I congratulate David Davidson on securing the first item of members' business since yesterday's historic events and for choosing jobs in the fish processing industry as the subject. I am also delighted that we are again discussing fishing matters-one of our first debates was also on a fishing matter, which shows the priority that this Parliament has given to the fishing industry.

Mr Davidson has eloquently expressed the concerns of the fish processing industry. I do not want to repeat what he has said in detail. I want to put on record the fact that, although the industry agrees with all the aims and objectives of the urban waste water directive, it is concerned that implementation will threaten many jobs in the north-east of Scotland.

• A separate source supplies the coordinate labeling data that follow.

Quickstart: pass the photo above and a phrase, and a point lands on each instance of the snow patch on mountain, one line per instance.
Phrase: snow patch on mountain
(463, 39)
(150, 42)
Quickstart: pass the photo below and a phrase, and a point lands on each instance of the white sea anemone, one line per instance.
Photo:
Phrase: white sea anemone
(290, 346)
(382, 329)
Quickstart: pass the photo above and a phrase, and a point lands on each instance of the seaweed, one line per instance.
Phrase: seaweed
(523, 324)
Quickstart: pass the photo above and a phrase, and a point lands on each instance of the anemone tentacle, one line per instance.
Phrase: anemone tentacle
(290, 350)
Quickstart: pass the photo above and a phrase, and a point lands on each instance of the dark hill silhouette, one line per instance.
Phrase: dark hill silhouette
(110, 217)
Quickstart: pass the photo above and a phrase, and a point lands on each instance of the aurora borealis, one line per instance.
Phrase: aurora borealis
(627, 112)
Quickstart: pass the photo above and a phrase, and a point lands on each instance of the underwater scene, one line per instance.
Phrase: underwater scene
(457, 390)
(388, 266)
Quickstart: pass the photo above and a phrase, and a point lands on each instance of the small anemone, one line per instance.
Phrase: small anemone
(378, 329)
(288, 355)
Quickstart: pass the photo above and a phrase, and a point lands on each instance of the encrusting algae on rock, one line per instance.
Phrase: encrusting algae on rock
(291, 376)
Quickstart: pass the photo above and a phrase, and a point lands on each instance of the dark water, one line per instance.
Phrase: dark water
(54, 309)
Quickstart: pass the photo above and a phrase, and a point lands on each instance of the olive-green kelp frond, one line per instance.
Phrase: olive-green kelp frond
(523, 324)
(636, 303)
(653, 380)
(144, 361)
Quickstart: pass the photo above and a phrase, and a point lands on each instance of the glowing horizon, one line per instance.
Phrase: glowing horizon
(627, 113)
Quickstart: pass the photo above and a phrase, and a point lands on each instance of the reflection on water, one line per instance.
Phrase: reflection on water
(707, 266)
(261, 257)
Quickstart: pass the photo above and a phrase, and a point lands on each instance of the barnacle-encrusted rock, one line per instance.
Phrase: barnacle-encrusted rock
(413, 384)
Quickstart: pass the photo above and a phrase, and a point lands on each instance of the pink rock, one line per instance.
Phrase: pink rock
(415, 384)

The industry seeks a lasting and cost-effective solution. I can see no reason why NOSWA would oppose a delay in the implementation of the directive. There is nothing to prevent the minister from negotiating with Brussels for such a delay; it is a question of political will and determination. This is a new Parliament, the minister has a new position and she can decide to stick up for the industry by flying to Brussels to discuss with the relevant EU officials this important matter, which affects the livelihoods of many people in the north-east of Scotland.

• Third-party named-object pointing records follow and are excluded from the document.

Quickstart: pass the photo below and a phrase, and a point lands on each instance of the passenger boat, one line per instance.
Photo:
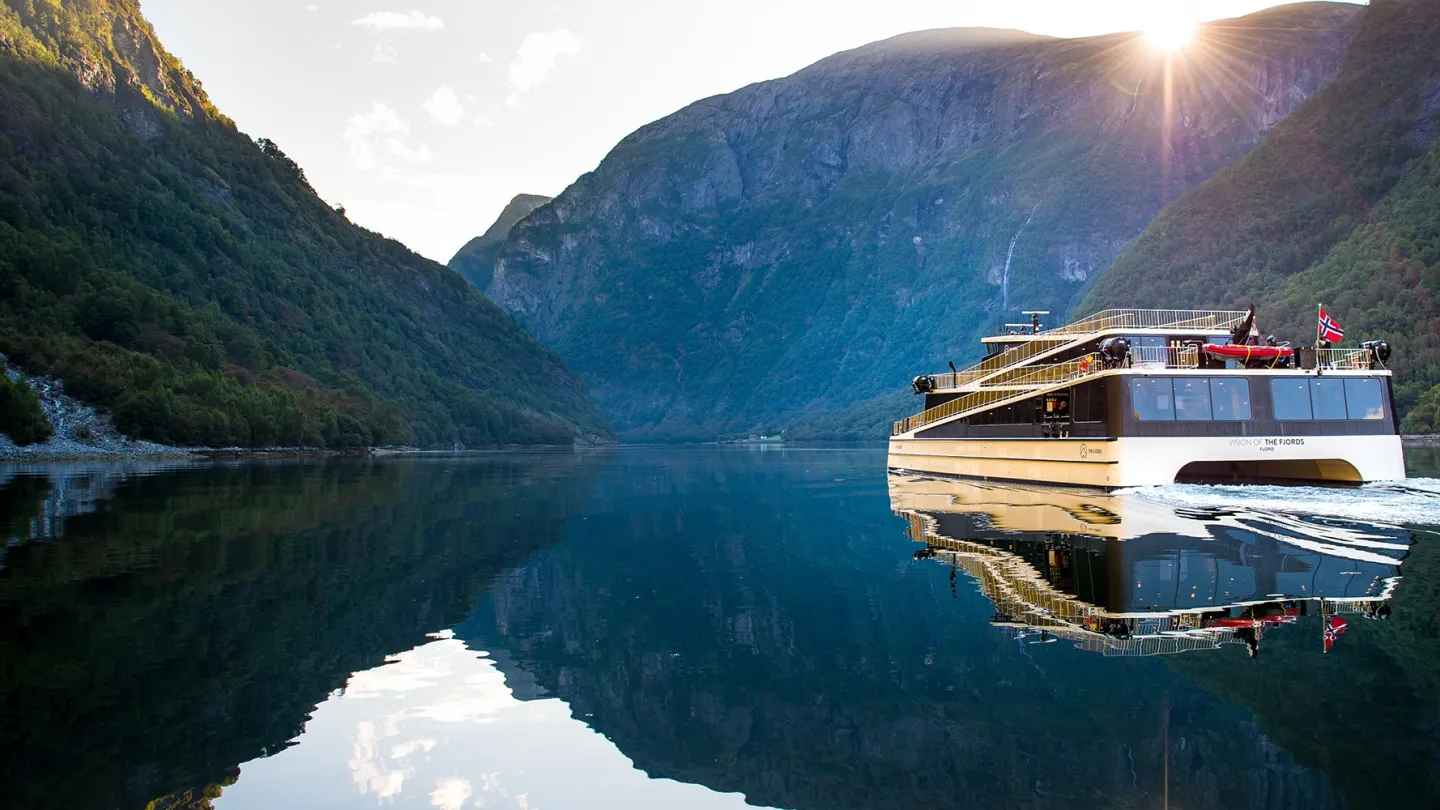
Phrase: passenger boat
(1125, 575)
(1154, 397)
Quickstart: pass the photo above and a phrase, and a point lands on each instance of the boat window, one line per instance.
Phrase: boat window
(1087, 402)
(1364, 399)
(1231, 399)
(1193, 399)
(1152, 399)
(1292, 398)
(1026, 411)
(1328, 398)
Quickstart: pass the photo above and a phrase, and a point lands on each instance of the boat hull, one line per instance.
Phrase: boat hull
(1135, 461)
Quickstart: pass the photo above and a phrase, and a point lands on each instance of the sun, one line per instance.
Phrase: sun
(1170, 33)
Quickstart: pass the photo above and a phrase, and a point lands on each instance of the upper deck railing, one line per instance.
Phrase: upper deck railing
(1108, 320)
(1083, 329)
(1024, 385)
(1027, 381)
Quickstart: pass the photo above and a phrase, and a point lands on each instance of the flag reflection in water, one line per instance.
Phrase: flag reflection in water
(1128, 575)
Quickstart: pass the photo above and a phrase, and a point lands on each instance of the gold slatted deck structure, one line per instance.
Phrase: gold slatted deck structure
(1014, 374)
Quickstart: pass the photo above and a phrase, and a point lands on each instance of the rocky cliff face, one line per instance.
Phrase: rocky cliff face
(189, 281)
(807, 242)
(477, 260)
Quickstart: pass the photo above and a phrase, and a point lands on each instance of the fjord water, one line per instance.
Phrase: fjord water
(690, 627)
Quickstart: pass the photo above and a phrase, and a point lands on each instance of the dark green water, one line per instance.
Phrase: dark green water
(697, 627)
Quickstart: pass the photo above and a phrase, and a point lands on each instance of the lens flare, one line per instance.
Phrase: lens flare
(1170, 35)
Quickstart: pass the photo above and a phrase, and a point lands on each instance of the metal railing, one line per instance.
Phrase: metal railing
(1106, 320)
(1358, 359)
(1026, 384)
(1165, 356)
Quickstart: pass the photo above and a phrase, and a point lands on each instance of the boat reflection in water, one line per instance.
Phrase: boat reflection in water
(1126, 575)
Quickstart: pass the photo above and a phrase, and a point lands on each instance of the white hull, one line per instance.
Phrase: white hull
(1151, 461)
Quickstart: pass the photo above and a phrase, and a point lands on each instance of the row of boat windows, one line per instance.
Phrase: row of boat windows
(1203, 399)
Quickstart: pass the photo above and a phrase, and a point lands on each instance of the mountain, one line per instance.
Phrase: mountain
(1339, 205)
(477, 260)
(189, 280)
(804, 244)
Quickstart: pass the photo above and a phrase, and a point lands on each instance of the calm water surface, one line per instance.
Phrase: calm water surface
(702, 627)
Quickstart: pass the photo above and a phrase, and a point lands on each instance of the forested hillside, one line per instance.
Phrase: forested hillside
(190, 281)
(1338, 205)
(477, 260)
(799, 245)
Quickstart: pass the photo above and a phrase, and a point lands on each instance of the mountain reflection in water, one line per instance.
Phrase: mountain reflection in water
(702, 627)
(1125, 575)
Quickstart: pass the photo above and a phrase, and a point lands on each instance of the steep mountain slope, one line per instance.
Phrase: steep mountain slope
(189, 280)
(477, 260)
(808, 242)
(1338, 205)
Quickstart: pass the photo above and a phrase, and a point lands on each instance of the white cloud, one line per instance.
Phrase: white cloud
(378, 134)
(444, 105)
(536, 58)
(451, 794)
(395, 20)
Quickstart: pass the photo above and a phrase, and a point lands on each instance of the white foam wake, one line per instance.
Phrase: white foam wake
(1413, 502)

The industry is asking for a breathing space. Even in the past few weeks there have been developments on this issue. Mr Davidson referred to a number of them. Labour-controlled Aberdeen City Council decided to proceed with its widely supported plans for the industry in that city. Today, Aberdeenshire Council is also discussing proposals to help the industry. The area's political representatives are doing what they can to support the industry's demands and industry leaders, some of whom we have with us today, are doing what they can for the employees.

It would be a great pity if Sarah Boyack did not do what she could to help. The key to arriving at an agreeable solution is in the minister's hands. If the minister does not decide today to bring a fresh approach from the Government, there could be job losses throughout the north-east of Scotland. NOSWA's bills could rise even higher. The north-east already pays the highest water bills in the country, but if the private finance initiative projects go ahead, the people of the north-east will pay money that is simply profit for the shareholders of those companies, such as Yorkshire Water, that are proposing to fund the projects. The people of the north-east will not accept that. If the minister takes no action, she will be getting off to a very poor start.

I make four requests of the minister. First, when she winds up the debate, I ask her not to use the dog-eared brief that was used by her predecessor in Westminster. We want to see a fresh approach. Secondly, I ask the minister to show determination and political willingness to negotiate with the EU representatives in Brussels at the earliest opportunity. Thirdly, I ask her to instruct NOSWA not to sign any more contracts in connection with the PFI projects until the matter is resolved in favour of the food processing and fish processing industries in the north-east. Finally, I ask her to use the opportunity of her visit to Aberdeen, where she will be next week on another matter, to meet representatives from NOSWA, the local authorities and the industry to discuss how the Government can help the industry to overcome the impending crisis. I ask the minister to make a positive response to Mr Davidson's motion.